A repository for the implementation of node2vec!
This repository is based on and is an extension of the implementation of the node2vec algorithm (on Spark) by the creators of the algorithm as outlined in the following paper:
node2vec: Scalable Feature Learning for Networks. Aditya Grover and Jure Leskovec. Knowledge Discovery and Data Mining, 2016.
$ git clone <url>
$ mvn clean package
Running the aforementioned commands creates the jar file in the following location: "graph-node2vec/target"
The repository consists of a sample input file, inputnodes.txt. which can be used for a test run.
Generally, the format for the input file should be of the following form:
node1_id_int node2_id_int <weight_float, optional>
or
node1_str node2_str <weight_float, optional>, Please set the option "indexed" to false
-
After cloning the repo and building the code using - mvn clean package, a jar file is created in the target/ folder.
-
To simulate a random path, the following spark job is run:
spark-submit --class com.nodevector.Main target/node2vec-0.0.1-SNAPSHOT.jar --cmd randomwalk --p 1 --q 1 --walkLength 20 --input inputnodes.txt --output outputwalks
where the following values were passed: p=1, q=1, walkLength=20, input file name = inputnodes.txt (sample input file in the repo), output folder name = outputwalks (some name of new output folder created)

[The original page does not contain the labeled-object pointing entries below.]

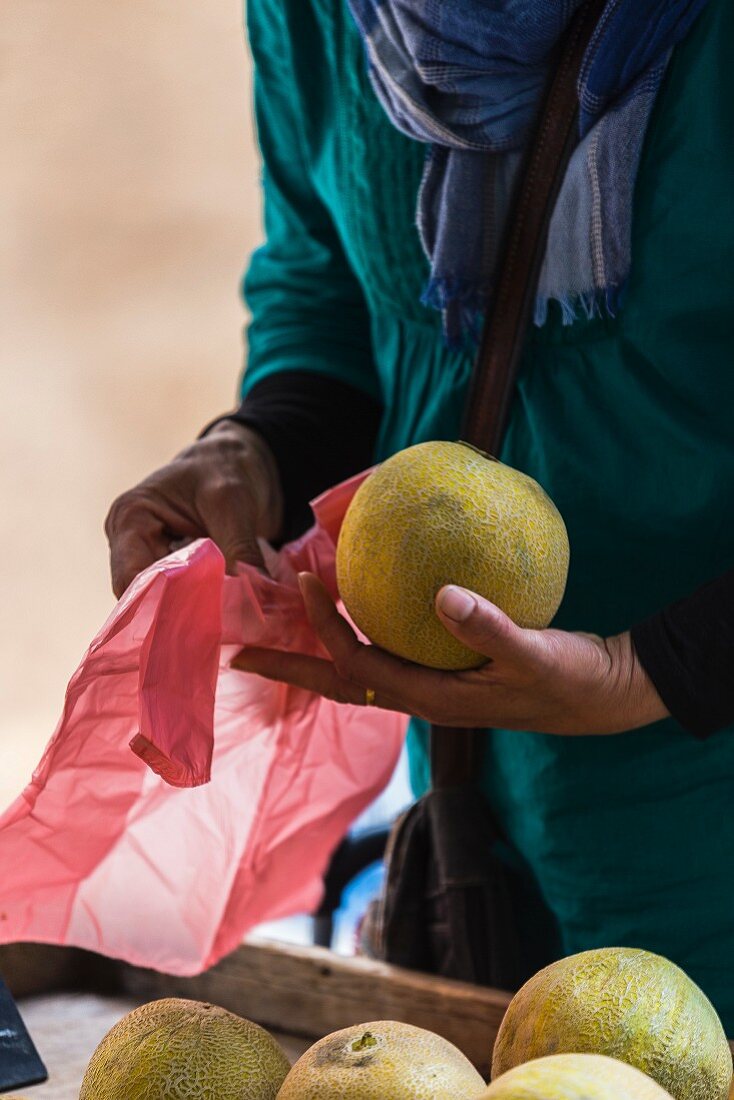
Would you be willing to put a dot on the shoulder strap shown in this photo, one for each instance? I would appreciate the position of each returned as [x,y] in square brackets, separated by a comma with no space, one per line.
[453,752]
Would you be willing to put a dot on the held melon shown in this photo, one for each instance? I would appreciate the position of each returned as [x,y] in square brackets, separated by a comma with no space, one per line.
[178,1049]
[439,514]
[382,1060]
[628,1004]
[574,1077]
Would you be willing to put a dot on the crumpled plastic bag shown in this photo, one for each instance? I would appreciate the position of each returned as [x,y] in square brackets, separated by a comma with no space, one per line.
[237,789]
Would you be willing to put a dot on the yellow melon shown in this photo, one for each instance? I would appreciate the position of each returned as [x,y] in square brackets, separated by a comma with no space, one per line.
[447,514]
[178,1049]
[382,1060]
[574,1077]
[628,1004]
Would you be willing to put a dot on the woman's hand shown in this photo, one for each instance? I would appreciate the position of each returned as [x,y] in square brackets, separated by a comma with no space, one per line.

- The following command is used to copy the output folder from HDFS: hadoop fs -copyToLocal outputwalks . Part files are created in the output folder where the part files consist of some random walks. The number of part files created depends on the number of partitions.
Example output: After running the aforementioned spark job, random walks were generated. Output file name "part-00001" was seen to consist of random walks generated from nodes 12, 5, 23, 21, 17, 29, 25, 14, 30, 34, 14, 27, where each random walk was of length 20.
Following arguments are available for running the Spark job:
--input
--output
--walkLength
--numWalks
--p
--q
--degree (maximum number of neighbours, default is set to 30)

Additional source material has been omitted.